After reading From Babel to Knowledge: Data Mining Large Digital Collections, by Dan Cohen, the idea of creating narrow search engines rather than using broad ones such as Google search, seems brilliant. It was interesting to see how Cohen with the help of Google’s web search API was able to build a search engine that displayed classroom course material. He called it the Syllabus Finder. Cohen said, “I thought a search engine that could locate syllabi on any topic would be useful for professors planning their next course, for discovering the kinds of books and assignments being commonly assigned, and for understanding the state of instruction more broadly.” Assuming that professors would prefer to have their own search engine to look for class course work rather than web searching it, I couldn’t agree more with Dr. Cohen.
There are other similar search engines like Syllabus Finder. One of them being the TIME Magazine Corpus. The TIME Magazine Corpus has a record of all issues of TIME from 1923 – 2006 and allows users to search for words or phrases within all the text. Although I find the Magazine Corpus to not be very user-friendly, it can still get the job done. Rather than searching the the entire web for certain issues of TIME, this site can come in handy.
Another notable site is the Google books Ngram viewer, that let’s you search the use of certain words in books over a certain period of time.
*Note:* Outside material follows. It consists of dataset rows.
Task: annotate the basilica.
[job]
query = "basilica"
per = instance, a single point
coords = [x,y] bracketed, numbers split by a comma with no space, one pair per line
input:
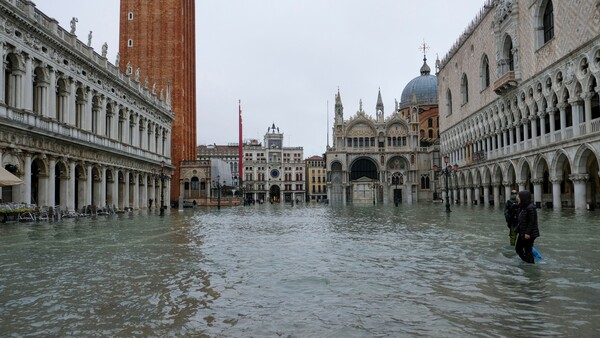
[520,104]
[387,159]
[76,130]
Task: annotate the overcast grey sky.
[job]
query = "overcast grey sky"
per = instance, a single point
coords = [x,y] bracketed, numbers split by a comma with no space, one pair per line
[286,59]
The site shows a line graph representation of the popularity of certain words and even let’s you compare more than one of them on the same graph. When putting in words such as ‘flavour’ and ‘flavor’ you can really see the comparison. The graph shows that the spelling of the word in old English (flavour) went down periodically while the current version of the word (flavor) has gone up.
I find these sites to be very useful, enabling people to search for topics within a narrower search group, rather than a broader search area such as the web.